On Apr 21, 2009, at 2:46 PM, Li, Li (Li) wrote:

> Bob,
> These are good questions. Without being bogged down to technical  
> details, can we say:
>
> Asynchronous message refers to messages which are transmitted  
> without coordination in time.
> For example, the interval between transmitting message A and B is  
> not the same as the interval between transmitting B and C.
>
> Thanks,
> Li
> From: Bob Freund [mailto:bob.freund@hitachisoftware.com]
> Sent: Monday, April 20, 2009 9:21 AM
> To: Christopher B Ferris
> Cc: Chou, Wu (Wu); Asir Vedamuthu; Li, Li (Li); public-ws-resource-access@w3.org 
> ; public-ws-resource-access-request@w3.org
> Subject: Re: issue 6432 - yet another proposal
>
> +1 to Chris on the "simple asynchronous message" point.
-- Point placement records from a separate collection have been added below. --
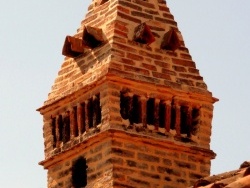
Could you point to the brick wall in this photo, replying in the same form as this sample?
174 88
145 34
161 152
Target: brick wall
117 159
134 106
122 56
> we spent many hours hashing this over during WS-A.
>
> One of the first sub-issues on this is "Asynchronous" with respect  
> to what?
> I am guessing that it does not mean asynchronous with respect to  
> event occurrence.
>
> Does it mean asynchronous with respect to a request message?
> This is hard to clearly understand since event messages occur only  
> if they have been subscribed-to.  The subscribe message is certainly  
> a request for events.  There is no limitation in WS-A that there be  
> only one response to a request.
>
> Does it mean Asynchronous with respect to some underlying transport  
> mechanism?
> Messages that are returned on connections established by polling  
> mechanisms might be thought of as occurring asynchronously with  
> respect to an underlying polled transport.
>
> Does it mean that the message is not sent as part of an http reply?  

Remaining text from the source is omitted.